И он чужой здесь, в мире меж живыми,
Как странный дух, низверженный другими.
«Чужой… в мире меж живыми…» Это была одна из его навязчивых идей, так он думал о самом себе. Он был блуждающий дух, существо, рожденное для иной жизни и обреченное судьбой на преступление. Чем больше величия в характере, тем опаснее разочарование. Когда обреченный на преступление вступает в жизнь с добрыми намерениями, к его ярости, которая впоследствии овладевает им, примешиваются не только мучительные угрызения, но и зависть. Зависть к тем счастливцам, которые могли употребить с пользой свои силы, не вступая в борьбу с людьми, зависть больше всего к тому, чем он мог бы быть и чем он был одно мгновение. Как демон Люцифер завидует Люциферу архангелу, так Байрон завидовал Байрону. Немногие в детстве предавались столь возвышенным мечтам, каким предавался молодой бог на холме Иды. Обреченный грешник с Беннет-стрит не мог ни забыть, ни утешиться. Простит ли он когда-нибудь «Байрону ех futurum» [38] Унамуно (прим. авт.).
то, что он был пламенным и нежным?
Пришло лето. Байрон увез Августу в Гастингс на море, и они провели там вдвоем июль и август. Затем он вернулся один в Ньюстед. В Париже солдаты пели «Он вернется…» и призывали серый походный сюртук. Августа с братом писали друг другу письма, заполняя их, как дети, бесчисленными крестиками, обозначавшими поцелуи.

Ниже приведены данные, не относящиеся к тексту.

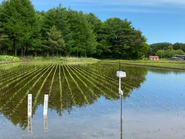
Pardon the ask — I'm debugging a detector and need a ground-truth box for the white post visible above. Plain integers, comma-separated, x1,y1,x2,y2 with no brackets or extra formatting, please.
43,95,49,116
117,71,126,139
28,116,32,135
44,116,48,132
28,94,32,117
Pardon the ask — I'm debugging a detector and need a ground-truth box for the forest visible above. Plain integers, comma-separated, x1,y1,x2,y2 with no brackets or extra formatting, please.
0,0,148,59
147,42,185,58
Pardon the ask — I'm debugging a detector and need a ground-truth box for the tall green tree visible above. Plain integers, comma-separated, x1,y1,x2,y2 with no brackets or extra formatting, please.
47,26,65,56
97,18,148,59
68,10,97,57
0,0,39,56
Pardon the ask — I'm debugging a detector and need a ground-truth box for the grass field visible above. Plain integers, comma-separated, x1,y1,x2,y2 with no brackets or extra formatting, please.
104,59,185,69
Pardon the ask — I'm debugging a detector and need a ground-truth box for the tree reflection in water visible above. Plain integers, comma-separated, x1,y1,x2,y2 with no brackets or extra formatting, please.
0,63,147,130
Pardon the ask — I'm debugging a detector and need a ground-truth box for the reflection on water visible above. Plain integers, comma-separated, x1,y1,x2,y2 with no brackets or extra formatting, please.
0,63,185,139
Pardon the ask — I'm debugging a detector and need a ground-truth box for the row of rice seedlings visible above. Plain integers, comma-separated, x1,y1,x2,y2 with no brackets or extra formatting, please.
67,65,106,109
0,66,23,79
33,66,55,108
64,65,92,108
73,65,152,109
0,63,51,110
61,66,78,111
0,64,51,96
48,65,57,96
0,65,43,90
91,64,145,88
0,64,35,82
74,65,130,95
76,65,133,90
11,63,53,115
0,64,41,85
58,64,63,110
72,67,117,104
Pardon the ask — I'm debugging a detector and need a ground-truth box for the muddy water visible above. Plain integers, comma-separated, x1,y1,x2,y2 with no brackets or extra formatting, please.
0,63,185,139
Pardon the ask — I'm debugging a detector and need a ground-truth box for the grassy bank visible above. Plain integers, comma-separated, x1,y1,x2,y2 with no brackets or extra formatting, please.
0,55,20,62
0,55,99,64
105,59,185,69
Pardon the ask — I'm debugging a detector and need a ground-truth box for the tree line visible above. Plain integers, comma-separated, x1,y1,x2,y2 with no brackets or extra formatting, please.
147,42,185,58
0,0,148,59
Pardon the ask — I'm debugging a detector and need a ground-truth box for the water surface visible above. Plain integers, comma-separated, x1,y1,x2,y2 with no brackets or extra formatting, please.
0,63,185,139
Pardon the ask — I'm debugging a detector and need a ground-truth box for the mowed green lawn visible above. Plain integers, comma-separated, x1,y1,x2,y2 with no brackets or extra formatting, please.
104,59,185,69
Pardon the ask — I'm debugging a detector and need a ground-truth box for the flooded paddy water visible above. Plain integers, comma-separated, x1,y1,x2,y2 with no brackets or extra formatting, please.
0,62,185,139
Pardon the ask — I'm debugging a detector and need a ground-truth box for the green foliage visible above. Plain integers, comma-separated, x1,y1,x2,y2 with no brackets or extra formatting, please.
97,18,148,59
148,42,185,58
0,0,148,59
0,55,20,61
46,26,65,56
0,0,39,56
156,47,185,58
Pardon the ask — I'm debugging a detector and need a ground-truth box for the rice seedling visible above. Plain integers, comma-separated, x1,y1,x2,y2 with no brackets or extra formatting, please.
0,64,50,110
64,65,92,108
33,66,55,108
0,64,50,96
61,66,78,111
11,63,53,115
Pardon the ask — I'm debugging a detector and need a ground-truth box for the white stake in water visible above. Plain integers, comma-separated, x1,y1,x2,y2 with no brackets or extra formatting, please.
117,63,126,139
43,95,49,116
28,94,32,117
28,116,32,135
44,116,48,132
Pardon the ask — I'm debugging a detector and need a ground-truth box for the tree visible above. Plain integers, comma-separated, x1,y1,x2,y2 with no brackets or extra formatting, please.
68,10,97,57
148,42,172,56
47,26,65,56
97,18,148,59
0,0,39,56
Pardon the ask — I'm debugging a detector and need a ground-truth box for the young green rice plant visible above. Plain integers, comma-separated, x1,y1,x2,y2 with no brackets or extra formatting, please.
62,66,78,111
0,65,51,96
0,64,40,85
58,64,63,110
0,66,32,83
0,65,51,110
70,67,117,104
64,65,92,108
75,65,132,90
11,63,53,115
67,66,108,109
0,65,43,90
33,63,55,108
49,65,57,96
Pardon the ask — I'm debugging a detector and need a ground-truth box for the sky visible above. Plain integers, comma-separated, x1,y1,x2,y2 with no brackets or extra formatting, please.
0,0,185,44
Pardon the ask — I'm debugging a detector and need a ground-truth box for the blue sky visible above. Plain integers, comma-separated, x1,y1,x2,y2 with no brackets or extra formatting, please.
0,0,185,44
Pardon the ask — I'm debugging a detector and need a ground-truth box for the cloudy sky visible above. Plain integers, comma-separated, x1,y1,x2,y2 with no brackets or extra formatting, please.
0,0,185,44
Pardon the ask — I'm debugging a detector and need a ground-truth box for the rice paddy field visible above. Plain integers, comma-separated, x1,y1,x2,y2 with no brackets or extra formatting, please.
0,62,185,139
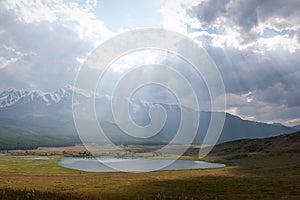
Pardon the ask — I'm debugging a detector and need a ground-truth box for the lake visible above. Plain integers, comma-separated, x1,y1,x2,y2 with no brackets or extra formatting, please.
58,157,225,172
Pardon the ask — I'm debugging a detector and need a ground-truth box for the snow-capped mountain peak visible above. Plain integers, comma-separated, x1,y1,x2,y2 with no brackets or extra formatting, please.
0,85,73,108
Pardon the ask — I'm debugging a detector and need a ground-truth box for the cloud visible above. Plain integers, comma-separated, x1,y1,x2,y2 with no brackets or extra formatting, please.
161,0,300,125
187,0,300,51
0,1,112,90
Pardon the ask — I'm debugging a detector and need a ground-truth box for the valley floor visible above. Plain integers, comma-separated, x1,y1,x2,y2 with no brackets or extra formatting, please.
0,135,300,200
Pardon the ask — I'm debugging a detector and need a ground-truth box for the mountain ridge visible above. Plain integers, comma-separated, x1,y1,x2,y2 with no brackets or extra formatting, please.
0,86,296,148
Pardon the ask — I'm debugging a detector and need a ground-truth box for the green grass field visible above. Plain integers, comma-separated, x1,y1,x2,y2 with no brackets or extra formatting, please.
0,134,300,200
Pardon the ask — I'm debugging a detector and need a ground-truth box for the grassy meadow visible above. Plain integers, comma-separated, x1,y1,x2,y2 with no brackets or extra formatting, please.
0,133,300,200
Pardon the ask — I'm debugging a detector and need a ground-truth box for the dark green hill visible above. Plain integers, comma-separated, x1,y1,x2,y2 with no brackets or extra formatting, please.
210,131,300,155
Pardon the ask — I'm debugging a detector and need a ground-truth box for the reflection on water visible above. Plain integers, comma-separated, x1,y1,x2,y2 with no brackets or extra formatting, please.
58,158,225,172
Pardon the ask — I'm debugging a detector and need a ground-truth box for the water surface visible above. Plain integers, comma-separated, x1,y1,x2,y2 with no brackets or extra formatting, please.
58,158,225,172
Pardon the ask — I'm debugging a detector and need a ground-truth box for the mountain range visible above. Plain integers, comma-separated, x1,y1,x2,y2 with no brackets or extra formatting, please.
0,86,297,149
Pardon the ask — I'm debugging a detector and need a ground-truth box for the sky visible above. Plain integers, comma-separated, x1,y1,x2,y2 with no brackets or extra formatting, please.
0,0,300,126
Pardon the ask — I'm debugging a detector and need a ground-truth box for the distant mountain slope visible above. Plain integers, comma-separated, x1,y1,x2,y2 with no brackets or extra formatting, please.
0,86,295,148
293,124,300,130
0,125,78,150
210,131,300,155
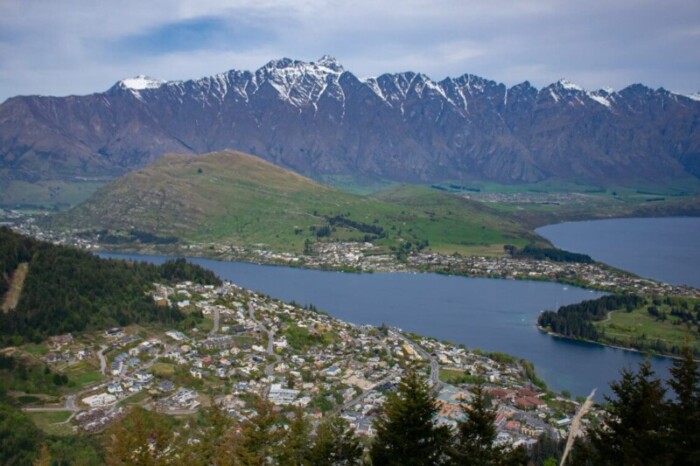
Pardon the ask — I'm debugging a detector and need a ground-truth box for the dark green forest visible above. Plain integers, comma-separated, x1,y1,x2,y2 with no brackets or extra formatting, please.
0,228,220,346
537,295,645,341
503,244,594,264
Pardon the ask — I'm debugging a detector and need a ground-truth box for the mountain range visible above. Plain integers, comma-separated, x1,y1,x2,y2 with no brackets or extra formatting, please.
0,56,700,185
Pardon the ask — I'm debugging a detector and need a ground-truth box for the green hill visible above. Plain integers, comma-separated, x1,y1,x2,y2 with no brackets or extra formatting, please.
53,152,537,252
0,227,220,348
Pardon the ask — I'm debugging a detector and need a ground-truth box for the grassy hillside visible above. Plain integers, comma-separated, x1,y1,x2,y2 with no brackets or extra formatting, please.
54,152,536,252
0,228,219,346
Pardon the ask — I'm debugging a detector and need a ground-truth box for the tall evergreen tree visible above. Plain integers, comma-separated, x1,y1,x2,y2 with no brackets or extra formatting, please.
105,407,178,466
370,368,450,466
668,347,700,465
279,408,313,466
591,361,673,466
310,415,362,466
449,385,528,466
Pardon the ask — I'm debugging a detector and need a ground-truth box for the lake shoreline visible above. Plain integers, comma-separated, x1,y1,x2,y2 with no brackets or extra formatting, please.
535,325,700,362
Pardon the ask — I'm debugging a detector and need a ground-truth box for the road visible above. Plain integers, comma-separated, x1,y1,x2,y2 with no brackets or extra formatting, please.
97,345,109,376
209,306,219,335
389,330,443,392
338,374,398,411
22,395,79,413
248,304,282,375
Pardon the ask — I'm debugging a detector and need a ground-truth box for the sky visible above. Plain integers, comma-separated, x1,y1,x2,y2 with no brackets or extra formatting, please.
0,0,700,102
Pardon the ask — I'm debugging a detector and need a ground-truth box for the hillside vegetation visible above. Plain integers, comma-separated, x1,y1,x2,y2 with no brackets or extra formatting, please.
53,151,543,253
0,228,218,346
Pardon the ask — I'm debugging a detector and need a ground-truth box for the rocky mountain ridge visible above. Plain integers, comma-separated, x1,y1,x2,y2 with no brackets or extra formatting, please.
0,56,700,184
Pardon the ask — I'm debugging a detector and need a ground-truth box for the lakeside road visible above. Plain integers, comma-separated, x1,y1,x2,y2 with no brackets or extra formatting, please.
389,330,443,392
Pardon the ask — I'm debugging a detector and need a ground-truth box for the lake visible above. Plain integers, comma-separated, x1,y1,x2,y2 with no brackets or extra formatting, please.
536,217,700,288
101,240,670,399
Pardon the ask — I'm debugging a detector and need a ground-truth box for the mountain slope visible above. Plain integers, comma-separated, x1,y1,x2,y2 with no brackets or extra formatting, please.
0,57,700,192
54,151,541,252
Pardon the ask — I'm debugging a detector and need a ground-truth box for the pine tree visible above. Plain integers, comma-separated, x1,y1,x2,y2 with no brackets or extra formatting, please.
279,409,313,466
370,368,450,466
310,415,362,466
232,399,282,466
668,347,700,465
33,444,51,466
449,385,528,466
591,361,673,466
105,407,177,466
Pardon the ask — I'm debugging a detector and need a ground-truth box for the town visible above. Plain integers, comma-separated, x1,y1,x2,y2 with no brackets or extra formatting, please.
6,210,700,298
25,276,600,446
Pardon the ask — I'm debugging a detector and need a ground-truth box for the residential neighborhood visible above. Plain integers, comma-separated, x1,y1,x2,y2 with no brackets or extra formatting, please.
26,276,597,446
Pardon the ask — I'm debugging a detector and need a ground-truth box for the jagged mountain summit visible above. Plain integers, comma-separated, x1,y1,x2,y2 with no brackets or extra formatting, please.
0,56,700,184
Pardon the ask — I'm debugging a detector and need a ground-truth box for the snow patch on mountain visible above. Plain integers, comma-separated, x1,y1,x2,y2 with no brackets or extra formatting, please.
119,74,166,91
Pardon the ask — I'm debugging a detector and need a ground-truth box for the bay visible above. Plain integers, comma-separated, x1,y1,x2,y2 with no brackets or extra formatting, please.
536,217,700,288
101,254,670,399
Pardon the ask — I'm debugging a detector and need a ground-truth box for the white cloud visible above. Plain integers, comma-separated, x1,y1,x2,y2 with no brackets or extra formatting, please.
0,0,700,99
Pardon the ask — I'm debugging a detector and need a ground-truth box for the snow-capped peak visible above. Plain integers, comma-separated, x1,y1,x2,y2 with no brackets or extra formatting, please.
557,79,583,91
316,55,344,72
119,74,166,91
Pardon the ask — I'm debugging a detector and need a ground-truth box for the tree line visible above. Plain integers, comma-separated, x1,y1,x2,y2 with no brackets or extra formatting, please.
0,228,220,346
503,244,594,264
537,295,646,341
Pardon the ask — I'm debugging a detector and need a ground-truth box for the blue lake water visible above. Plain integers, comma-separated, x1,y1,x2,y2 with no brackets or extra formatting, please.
102,246,670,399
537,217,700,288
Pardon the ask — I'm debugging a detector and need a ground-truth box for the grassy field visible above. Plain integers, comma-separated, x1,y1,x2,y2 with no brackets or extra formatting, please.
595,300,700,352
54,152,537,254
65,361,103,388
0,178,105,209
27,411,73,436
441,179,700,228
440,369,479,385
151,362,175,377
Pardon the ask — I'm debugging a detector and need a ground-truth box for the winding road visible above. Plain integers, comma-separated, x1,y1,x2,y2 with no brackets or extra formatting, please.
248,304,282,376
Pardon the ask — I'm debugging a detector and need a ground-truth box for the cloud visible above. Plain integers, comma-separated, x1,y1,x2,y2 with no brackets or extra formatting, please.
0,0,700,99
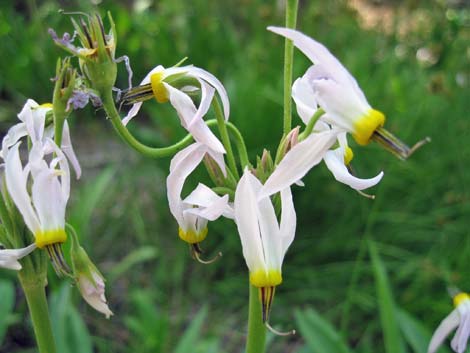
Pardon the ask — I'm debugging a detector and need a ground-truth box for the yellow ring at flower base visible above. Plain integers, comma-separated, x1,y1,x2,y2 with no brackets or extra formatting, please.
352,109,385,146
34,229,67,249
178,227,209,244
250,270,282,288
454,292,470,307
150,71,168,103
344,146,354,165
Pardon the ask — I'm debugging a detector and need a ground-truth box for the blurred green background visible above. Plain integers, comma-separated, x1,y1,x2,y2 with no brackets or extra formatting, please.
0,0,470,353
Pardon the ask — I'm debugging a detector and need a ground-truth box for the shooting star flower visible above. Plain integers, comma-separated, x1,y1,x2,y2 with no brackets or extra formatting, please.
122,65,230,153
234,169,296,323
268,27,429,159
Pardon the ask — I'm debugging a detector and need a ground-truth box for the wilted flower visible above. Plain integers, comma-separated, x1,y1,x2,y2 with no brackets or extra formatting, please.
122,65,230,153
268,27,428,158
234,169,296,322
428,293,470,353
70,232,113,319
0,99,81,179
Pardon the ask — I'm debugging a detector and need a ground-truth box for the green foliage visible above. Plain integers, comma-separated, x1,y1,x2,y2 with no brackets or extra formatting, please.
0,279,15,346
0,0,470,353
295,308,351,353
49,283,93,353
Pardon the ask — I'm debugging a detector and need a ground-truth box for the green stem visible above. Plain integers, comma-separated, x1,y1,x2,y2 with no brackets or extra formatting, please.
284,0,299,136
299,108,325,141
245,284,266,353
226,122,251,169
102,91,193,158
19,274,56,353
212,98,240,179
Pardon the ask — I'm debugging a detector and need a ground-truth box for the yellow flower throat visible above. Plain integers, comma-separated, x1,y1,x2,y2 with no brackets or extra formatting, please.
352,109,385,146
34,229,67,249
178,227,209,244
150,71,168,103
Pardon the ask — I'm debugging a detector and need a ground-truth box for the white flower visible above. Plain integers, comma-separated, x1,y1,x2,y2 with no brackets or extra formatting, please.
122,65,230,153
428,293,470,353
5,139,70,248
268,27,385,145
77,268,113,319
0,244,36,271
234,169,296,322
167,142,233,244
0,99,81,179
259,129,338,197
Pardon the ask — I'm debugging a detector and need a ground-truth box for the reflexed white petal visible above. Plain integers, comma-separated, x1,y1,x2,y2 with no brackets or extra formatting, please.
280,188,297,263
122,65,165,126
292,77,317,124
163,83,225,153
0,243,36,271
5,143,40,233
428,309,460,353
234,169,266,272
0,123,28,159
188,80,215,130
78,272,113,319
189,67,230,120
313,79,371,131
259,130,337,198
61,120,82,179
32,169,66,231
268,27,366,101
450,300,470,353
166,143,207,226
323,148,384,190
252,190,282,271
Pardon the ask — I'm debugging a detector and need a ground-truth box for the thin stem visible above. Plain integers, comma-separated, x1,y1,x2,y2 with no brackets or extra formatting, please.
284,0,299,136
212,98,240,179
102,91,193,158
19,274,56,353
226,122,250,169
299,108,325,141
245,284,266,353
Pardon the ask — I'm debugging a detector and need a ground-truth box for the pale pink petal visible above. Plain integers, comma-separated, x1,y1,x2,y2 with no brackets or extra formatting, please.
259,130,337,198
323,148,384,190
5,143,41,234
234,169,267,272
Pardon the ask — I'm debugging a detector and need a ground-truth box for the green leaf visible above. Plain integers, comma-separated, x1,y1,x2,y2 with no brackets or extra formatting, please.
368,240,406,353
69,167,115,236
50,283,93,353
174,306,207,353
0,280,15,346
295,308,351,353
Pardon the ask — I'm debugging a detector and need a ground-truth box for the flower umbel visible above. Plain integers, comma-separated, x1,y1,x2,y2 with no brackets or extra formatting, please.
122,65,230,153
428,292,470,353
268,27,428,159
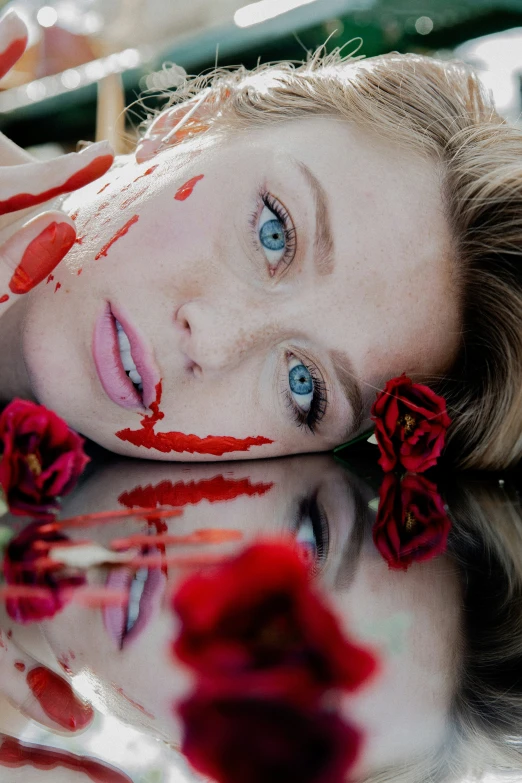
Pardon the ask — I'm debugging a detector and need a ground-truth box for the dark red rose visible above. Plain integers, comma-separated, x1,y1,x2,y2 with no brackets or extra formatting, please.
178,692,361,783
3,521,86,623
173,542,376,701
0,400,89,515
373,473,451,571
371,374,451,473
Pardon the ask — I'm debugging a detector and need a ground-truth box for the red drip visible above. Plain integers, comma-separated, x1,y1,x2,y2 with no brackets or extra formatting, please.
0,37,27,79
94,215,139,261
0,155,113,215
118,475,273,508
115,381,273,457
134,163,159,182
26,666,94,731
9,223,76,294
0,734,132,783
174,174,204,201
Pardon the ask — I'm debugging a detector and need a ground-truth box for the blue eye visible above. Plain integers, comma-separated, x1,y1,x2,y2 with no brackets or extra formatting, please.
288,356,314,412
258,205,287,271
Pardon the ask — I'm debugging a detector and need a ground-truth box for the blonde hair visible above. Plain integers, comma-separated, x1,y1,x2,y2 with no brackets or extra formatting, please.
142,52,522,469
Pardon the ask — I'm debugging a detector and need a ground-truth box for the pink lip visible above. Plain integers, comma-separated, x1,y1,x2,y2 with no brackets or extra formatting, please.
92,302,160,411
102,560,166,650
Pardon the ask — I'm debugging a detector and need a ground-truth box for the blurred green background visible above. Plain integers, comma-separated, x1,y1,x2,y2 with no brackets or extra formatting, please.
0,0,522,148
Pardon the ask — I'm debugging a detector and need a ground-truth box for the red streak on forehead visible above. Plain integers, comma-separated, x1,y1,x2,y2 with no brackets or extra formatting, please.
115,381,273,457
118,475,273,508
0,36,27,79
174,174,204,201
0,734,132,783
94,215,139,261
0,155,112,215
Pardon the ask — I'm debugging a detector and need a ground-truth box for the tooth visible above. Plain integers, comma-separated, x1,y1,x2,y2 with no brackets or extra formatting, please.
129,370,141,384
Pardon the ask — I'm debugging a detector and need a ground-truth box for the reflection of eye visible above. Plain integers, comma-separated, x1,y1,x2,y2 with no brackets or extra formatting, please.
287,353,327,432
256,193,295,275
295,496,329,568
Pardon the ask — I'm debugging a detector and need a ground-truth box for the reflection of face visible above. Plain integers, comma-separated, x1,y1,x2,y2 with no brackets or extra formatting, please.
1,457,459,774
15,119,458,461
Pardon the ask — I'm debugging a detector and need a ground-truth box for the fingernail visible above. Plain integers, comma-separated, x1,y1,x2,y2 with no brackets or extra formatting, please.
26,666,94,731
9,223,76,294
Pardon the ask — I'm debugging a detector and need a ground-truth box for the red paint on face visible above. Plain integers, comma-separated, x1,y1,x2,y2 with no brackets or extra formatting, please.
0,36,27,79
174,174,204,201
114,381,273,457
94,215,139,261
9,223,76,294
118,475,273,508
0,734,132,783
0,155,113,215
26,666,94,731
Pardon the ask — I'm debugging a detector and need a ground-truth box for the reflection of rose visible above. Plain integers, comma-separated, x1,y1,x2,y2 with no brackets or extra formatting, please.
173,542,375,702
371,374,451,473
373,473,451,571
0,400,89,515
178,692,360,783
4,521,86,623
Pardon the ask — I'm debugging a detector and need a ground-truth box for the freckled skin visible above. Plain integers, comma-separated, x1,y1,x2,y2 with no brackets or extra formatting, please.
12,118,459,461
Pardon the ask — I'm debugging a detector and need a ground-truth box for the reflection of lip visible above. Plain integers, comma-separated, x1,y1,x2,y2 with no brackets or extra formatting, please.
102,560,166,650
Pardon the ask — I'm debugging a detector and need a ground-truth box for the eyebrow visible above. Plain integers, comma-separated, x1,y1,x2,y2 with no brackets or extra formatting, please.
296,160,334,275
330,350,364,438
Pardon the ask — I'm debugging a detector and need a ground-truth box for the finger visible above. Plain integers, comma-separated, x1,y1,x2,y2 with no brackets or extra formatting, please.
0,211,76,304
0,11,27,79
0,141,114,215
0,636,94,732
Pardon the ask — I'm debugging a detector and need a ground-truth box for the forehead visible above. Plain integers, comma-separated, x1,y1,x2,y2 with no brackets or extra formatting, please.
244,118,459,381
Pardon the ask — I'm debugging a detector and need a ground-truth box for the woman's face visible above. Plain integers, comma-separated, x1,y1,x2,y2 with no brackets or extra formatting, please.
18,119,459,460
0,455,461,776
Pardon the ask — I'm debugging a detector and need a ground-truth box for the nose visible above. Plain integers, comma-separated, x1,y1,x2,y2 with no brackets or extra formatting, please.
174,297,281,375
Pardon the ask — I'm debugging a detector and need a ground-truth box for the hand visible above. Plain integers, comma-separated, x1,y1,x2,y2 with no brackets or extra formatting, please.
0,11,114,316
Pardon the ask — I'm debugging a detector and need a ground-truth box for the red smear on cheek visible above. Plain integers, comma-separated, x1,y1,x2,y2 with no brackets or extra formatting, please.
0,734,132,783
0,155,112,215
9,223,76,294
26,666,94,730
94,215,139,261
115,381,273,457
174,174,204,201
118,475,273,508
0,37,27,78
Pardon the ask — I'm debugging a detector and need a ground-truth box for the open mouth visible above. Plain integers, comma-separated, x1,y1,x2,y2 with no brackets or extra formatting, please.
92,302,160,411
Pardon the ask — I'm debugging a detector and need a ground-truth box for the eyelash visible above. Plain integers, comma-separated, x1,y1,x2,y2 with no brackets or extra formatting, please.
250,190,297,267
284,357,328,435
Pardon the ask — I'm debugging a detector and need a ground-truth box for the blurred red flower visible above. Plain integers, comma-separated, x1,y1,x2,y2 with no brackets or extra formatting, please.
373,473,451,571
3,521,86,623
371,374,451,473
178,691,361,783
172,542,376,703
0,399,89,515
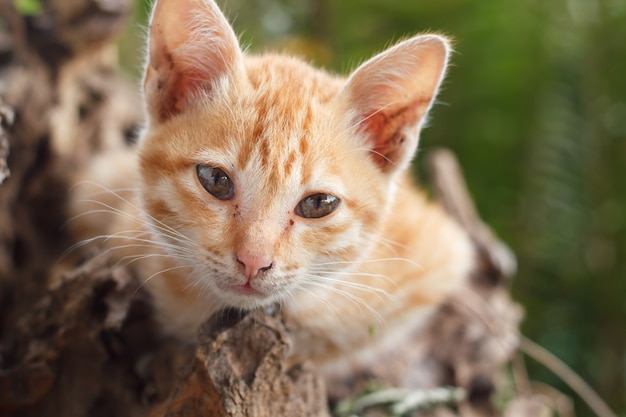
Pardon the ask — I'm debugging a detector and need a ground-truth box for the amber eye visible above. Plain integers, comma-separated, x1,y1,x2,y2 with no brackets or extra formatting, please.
196,165,235,200
296,193,339,219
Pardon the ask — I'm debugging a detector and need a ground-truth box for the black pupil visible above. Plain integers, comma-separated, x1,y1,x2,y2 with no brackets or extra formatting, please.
297,193,339,219
197,165,233,200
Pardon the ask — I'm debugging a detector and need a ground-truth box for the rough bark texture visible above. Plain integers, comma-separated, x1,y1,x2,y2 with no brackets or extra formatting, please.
0,0,556,417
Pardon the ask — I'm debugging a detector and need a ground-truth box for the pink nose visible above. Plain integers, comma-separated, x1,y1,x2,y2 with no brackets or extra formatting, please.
237,251,273,281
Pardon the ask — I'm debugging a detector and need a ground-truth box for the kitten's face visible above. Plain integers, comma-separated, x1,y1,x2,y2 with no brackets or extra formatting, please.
142,57,391,308
141,0,449,308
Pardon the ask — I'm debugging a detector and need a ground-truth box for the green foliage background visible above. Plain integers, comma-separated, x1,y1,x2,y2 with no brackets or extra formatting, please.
121,0,626,416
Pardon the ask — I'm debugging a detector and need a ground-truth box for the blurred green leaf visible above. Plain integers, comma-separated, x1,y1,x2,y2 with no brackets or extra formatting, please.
14,0,43,16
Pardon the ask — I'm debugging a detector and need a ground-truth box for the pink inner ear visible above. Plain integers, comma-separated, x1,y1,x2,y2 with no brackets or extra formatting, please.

Ньюстед. В продолжение нескольких месяцев поверенные покупателя препирались с Хэнсоном; но Хэнсон был тверд, и контракт его был составлен по всем правилам. Молодому Клаутону пришлось уступить, и к Байрону вернулось его аббатство плюс двадцать пять тысяч фунтов неустойки, которые позволили ему погасить кое-какие долги. В течение двух недель Байрон жил в Ньюстеде один. Он, правда, приглашал Тома Мура: «Место достойно обозрения, как развалины, и уверяю вас, здесь весело живали даже в мое время; теперь это прошло. Но все же привидения, готика, запустение, озеро — придают много жизни». Но готика и запустение не соблазнили Тома Мура, и Байрон в первое время своего пребывания удостоился посещения только одного гостя — призрака черного монаха, который прошел мимо него по коридору и, не останавливаясь, посмотрел на него сверкающим взглядом.